The good news is that neuroscience now confirms what many marketers have been hedging their bets on for decades. Emotional storytelling is the answer to cutting through the noise in a way that improves brand recall, advocacy and referral. Why? I’m no neuroscience expert myself, but I happen to know a few, so here’s what I’ve gleaned from them.

It’s all about the left brain / right brain notion. Left side dominates in language, processing what you see and hear. When you need to retrieve a fact, your left brain digs it up from your memory. Your right side is in charge of movement, face recognition – registering the emotion and the ‘feel’. But one cannot function without the other. Put very simply, the left side feeds the data which helps the right to be creative.

It means the ultimate storytelling catalyst is still the big hairy creative idea. We need it to capture audience minds and spark passion and intrigue. Emotion kick starts a response. Combine it together with the insights that underpin the idea and you marry the art and science to create something personal, unique and memorable

Memorable storytelling needs to be interactive. This where technology and marketing science comes into the equation. It should stimulate a person’s imagination to create an entirely personal experience. But to motivate participation, the experiences created need to be more interactive than ever before.

Technology and creativity are today inextricably linked in more ways than one. The art and science of storytelling relies on the art of the medium and the message, with the science of the delivery and the personalisation of the experience.

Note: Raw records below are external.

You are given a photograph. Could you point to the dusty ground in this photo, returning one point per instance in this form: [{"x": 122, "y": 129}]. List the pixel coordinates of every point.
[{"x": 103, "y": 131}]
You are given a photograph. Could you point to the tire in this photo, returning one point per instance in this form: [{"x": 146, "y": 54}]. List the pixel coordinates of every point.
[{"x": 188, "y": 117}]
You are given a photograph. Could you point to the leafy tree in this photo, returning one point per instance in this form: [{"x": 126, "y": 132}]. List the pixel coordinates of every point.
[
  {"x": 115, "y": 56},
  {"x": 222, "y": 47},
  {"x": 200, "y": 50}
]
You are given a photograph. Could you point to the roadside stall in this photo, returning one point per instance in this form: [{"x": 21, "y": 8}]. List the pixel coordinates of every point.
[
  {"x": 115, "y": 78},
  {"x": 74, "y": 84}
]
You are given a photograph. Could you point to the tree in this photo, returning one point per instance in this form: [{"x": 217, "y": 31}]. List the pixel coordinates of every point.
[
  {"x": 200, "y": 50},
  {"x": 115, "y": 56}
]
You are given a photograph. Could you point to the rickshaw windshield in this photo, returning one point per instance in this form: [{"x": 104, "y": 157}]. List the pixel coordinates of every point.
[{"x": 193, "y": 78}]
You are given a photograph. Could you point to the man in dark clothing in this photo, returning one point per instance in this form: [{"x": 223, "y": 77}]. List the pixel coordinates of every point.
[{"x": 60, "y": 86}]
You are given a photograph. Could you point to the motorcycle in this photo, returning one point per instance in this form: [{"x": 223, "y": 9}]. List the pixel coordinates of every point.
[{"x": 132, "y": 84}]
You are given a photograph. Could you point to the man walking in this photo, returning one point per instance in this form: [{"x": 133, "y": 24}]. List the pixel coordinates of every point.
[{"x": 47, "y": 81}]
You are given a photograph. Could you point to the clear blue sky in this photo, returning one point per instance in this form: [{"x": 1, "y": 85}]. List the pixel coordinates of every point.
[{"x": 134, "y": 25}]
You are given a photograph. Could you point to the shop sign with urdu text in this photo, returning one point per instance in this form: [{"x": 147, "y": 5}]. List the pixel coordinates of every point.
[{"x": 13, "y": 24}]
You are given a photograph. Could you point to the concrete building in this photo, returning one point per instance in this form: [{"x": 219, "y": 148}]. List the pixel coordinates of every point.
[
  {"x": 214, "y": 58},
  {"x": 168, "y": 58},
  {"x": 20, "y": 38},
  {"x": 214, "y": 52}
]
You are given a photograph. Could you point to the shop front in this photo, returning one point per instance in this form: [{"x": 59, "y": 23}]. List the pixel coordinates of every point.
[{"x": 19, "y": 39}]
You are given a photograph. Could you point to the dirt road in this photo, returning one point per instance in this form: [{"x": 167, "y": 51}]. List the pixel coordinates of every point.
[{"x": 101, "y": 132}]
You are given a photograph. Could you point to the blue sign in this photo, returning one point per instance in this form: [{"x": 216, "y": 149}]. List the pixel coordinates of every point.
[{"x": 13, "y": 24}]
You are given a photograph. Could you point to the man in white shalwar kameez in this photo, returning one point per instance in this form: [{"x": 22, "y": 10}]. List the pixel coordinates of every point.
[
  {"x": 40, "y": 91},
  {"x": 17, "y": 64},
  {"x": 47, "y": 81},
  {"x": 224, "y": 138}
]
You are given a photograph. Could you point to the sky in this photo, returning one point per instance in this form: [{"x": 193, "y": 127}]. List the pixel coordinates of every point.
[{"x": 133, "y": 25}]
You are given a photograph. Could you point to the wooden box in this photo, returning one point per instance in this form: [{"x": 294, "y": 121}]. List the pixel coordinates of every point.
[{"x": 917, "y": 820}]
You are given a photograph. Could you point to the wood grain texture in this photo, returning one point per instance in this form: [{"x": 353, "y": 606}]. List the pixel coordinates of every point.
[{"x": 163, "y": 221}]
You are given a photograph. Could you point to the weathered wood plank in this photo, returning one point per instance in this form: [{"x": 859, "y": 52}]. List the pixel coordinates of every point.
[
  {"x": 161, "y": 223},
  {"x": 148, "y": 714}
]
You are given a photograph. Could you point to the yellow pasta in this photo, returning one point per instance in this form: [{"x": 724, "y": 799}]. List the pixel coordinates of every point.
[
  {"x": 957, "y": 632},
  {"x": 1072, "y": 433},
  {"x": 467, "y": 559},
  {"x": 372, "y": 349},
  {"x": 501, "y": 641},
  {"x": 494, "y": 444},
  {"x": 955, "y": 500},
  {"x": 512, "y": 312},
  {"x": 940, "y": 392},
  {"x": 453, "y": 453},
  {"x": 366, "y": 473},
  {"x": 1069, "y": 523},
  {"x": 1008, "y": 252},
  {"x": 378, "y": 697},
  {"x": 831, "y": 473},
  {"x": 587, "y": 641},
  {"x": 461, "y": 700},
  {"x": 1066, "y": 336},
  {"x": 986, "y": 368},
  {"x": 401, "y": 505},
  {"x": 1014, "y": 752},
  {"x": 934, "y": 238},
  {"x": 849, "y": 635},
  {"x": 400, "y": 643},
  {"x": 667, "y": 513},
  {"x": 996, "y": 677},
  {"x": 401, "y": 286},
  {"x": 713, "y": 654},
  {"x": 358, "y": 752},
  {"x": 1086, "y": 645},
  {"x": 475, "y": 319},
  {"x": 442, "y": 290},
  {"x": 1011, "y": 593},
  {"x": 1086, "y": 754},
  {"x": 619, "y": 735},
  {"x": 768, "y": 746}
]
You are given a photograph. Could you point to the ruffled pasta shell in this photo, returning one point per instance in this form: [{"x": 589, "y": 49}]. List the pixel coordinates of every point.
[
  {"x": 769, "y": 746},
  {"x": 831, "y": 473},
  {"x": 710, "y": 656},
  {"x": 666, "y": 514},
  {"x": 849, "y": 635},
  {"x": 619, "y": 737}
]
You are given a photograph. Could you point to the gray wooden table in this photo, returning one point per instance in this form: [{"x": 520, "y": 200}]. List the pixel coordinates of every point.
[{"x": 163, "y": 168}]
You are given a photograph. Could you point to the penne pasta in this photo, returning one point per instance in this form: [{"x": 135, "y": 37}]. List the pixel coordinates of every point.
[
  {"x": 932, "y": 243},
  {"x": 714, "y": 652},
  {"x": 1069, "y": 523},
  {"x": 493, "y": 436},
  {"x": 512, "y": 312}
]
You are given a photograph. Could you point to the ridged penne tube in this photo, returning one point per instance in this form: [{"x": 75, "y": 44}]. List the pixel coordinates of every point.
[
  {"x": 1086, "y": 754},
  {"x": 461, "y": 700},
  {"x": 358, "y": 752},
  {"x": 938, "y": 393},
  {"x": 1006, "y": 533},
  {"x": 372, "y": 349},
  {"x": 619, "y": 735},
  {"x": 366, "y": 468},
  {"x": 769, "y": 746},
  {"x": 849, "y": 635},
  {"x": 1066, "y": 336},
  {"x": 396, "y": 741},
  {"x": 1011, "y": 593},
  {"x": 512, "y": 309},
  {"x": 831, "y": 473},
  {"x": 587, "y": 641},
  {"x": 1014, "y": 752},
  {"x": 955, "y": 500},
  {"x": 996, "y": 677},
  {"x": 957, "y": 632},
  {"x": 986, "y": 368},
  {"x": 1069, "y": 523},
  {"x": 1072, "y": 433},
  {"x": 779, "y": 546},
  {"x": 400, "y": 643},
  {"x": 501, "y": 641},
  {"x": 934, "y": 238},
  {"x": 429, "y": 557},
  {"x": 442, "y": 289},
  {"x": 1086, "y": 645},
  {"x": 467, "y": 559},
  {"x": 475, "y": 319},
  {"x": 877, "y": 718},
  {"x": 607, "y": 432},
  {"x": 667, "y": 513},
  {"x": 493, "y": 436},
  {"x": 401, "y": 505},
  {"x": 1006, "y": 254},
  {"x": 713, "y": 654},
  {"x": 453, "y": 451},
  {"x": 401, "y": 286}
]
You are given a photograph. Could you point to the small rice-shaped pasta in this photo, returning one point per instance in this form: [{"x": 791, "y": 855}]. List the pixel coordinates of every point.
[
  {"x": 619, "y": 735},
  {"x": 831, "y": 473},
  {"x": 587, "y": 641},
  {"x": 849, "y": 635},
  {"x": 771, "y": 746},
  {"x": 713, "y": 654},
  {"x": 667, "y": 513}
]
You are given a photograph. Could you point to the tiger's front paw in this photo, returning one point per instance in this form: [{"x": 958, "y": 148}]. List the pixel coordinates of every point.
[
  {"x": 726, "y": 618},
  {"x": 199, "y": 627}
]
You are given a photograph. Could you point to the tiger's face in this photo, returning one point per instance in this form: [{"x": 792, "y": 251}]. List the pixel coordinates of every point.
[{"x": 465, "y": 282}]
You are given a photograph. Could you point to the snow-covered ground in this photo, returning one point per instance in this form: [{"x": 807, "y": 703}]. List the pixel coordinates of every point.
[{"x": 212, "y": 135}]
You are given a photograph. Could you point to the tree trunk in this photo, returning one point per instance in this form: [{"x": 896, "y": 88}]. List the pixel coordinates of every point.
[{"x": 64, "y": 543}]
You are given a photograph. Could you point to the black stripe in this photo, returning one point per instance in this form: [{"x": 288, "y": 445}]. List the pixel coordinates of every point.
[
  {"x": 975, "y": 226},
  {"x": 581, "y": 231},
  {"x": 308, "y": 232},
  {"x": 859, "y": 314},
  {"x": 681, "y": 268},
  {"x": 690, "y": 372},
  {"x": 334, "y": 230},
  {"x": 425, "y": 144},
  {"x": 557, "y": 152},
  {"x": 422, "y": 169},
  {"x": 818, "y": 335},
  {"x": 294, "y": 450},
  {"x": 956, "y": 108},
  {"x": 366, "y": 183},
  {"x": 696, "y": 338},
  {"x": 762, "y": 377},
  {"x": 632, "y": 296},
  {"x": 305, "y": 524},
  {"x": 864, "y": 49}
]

Technology is mass media’s new best friend in many ways. Reading the IAB’s most recent AdSpend report almost half of online display ads were bought programmatically last year. But the art and science can’t exist without each other. Without genuinely great stories at the heart, there are no great campaigns, there are no moments to capture audiences’ hearts and minds, and there would be nothing to programmatically amplify. We brought this to life last year with a live OOH campaign for Cortana, our digital personal assistant, which delivered changing daily messages, deeply personalised to a number of factors such as weather, location etc. We also got into a little debate about cricket with a local resident, Chris, from Edinburgh.

We need to celebrate the opportunities the two together create, not address them in silos or worse, at the expense of each other. Isn’t that the secret ingredient to a happy marriage? We need to celebrate the opportunities the two together create, not address them in silos or worse, at the expense of each other. Isn’t that the secret ingredient to a happy marriage?